Performing ETL on what is almost a free format data interface is always ugly and unstable
Approach
- consider column definitions as meta data
- find the meta data, get start and end row of this
- clean up meta data - there are column definitions that don't exist !
- now have column names
- consider rest of rows after last meta data row to be actual data
reshape()
this into an array cols X max possible rows in remaining data
- do post transform validation logic to filter to what appears to be interesting data set
import pandas as pd
with open("data1.txt") as f:
data = f.read()
# pd.read_csv(io.StringIO(data))
dfraw = pd.DataFrame(data.split("\n"))
# find first and last row that contain column meta information
colsi = dfraw.loc[dfraw[0].str.contains("Column")].index
assert len(colsi)==2, "failed to find column labels"
# first stab... based on finding meta information
cols = dfraw.loc[colsi[0]:colsi[1]]
# exclude meta rows that are empty or labeled "Grade"
cols = cols[(cols[0]!="") & (cols[0]!="Grade") & (cols[0]!="(Column Names)--------------------")]
# shift dfraw start row to start of data after column meta data
dfraw = dfraw.loc[colsi[1]+1:].reset_index(drop=True)
# create dataframe with all remaining rows, truncating so reshape does not fail
# using numpy reshape() to transform sets of rows into columns
df = pd.DataFrame(dfraw.loc[:(len(dfraw)-(len(dfraw)%len(cols)))-1].values.reshape(int(len(dfraw)/len(cols)), len(cols)),
columns=cols[0].values)
# filter to valid "Egg #" and Day0 is defined
df = df[(df["Egg #"].str.match("^[0-9]+[ ]+[A-Z][0-9]")) & (df["Day0"].str.strip()!="")]
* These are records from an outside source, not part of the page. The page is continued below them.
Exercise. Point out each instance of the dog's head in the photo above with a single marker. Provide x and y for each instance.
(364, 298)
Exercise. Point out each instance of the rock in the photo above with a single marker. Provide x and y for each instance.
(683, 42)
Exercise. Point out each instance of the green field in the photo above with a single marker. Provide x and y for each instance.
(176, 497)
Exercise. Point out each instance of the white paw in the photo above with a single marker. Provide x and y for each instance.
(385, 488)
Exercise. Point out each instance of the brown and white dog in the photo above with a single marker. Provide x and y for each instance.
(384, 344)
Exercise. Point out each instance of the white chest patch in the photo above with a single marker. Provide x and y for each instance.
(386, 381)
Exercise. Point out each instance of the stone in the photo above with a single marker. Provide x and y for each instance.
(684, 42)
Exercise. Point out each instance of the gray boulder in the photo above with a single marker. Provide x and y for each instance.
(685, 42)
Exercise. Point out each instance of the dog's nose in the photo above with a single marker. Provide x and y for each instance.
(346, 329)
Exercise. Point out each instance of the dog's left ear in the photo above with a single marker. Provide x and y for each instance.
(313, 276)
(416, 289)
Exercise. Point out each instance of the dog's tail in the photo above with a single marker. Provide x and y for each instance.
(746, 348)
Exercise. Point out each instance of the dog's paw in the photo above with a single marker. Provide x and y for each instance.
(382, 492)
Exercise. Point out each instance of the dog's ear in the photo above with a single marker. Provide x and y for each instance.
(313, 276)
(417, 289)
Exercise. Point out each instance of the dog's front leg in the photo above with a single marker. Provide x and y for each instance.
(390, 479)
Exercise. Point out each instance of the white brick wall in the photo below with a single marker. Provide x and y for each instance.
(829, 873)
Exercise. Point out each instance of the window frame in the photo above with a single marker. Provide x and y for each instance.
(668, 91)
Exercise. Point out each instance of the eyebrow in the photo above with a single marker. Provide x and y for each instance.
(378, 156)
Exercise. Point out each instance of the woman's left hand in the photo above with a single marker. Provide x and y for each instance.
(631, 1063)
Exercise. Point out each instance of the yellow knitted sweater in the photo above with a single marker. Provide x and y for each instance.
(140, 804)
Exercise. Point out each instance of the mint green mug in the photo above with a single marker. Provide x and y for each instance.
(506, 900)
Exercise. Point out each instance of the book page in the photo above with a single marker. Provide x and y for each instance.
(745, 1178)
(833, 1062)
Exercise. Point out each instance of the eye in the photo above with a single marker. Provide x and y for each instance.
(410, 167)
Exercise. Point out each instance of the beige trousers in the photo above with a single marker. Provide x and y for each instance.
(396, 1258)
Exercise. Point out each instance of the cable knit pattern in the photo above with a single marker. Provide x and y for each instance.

print(df.to_string(index=False))
output
Egg # Day0 Maturity IVF/ICSI Day1 Day2 Grade Day 3 Grade- Frag% Day4 Day5 Day6 Day7 Comment Fate Freezing ID (End of Column names)-------------------------
1 A1 (egg #)------------ MII ICSI 2PN/2PB (Day 1)---------- 2BC (Day 2 grade)-------- 6BC (Day 3)----------- 15 (Grade- Frag%)-------- - (Day 4) -------- - (Day 5) -------- - (Day 6) -------- - (Day 7) -------- (Comments) ------- F (Fate) A102519-01EV (Freezing ID)-------------
2 A2 MII ICSI 2PN/2PB 5B 12B 10 - - - - F B102519-01EV
3 A3 MII ICSI 2PN/2PB 5B 8B 10 - - - - ET
4 A4 MII ICSI 2PN/2PB 5B 10A 0 - - - - ET
5 B1 MII ICSI 2PN/2PB 5BC 8BC 10 - - - - F A102519-01EV
6 B2 MI MII/ICSI 2PN/2PB SAME - SAME - - - D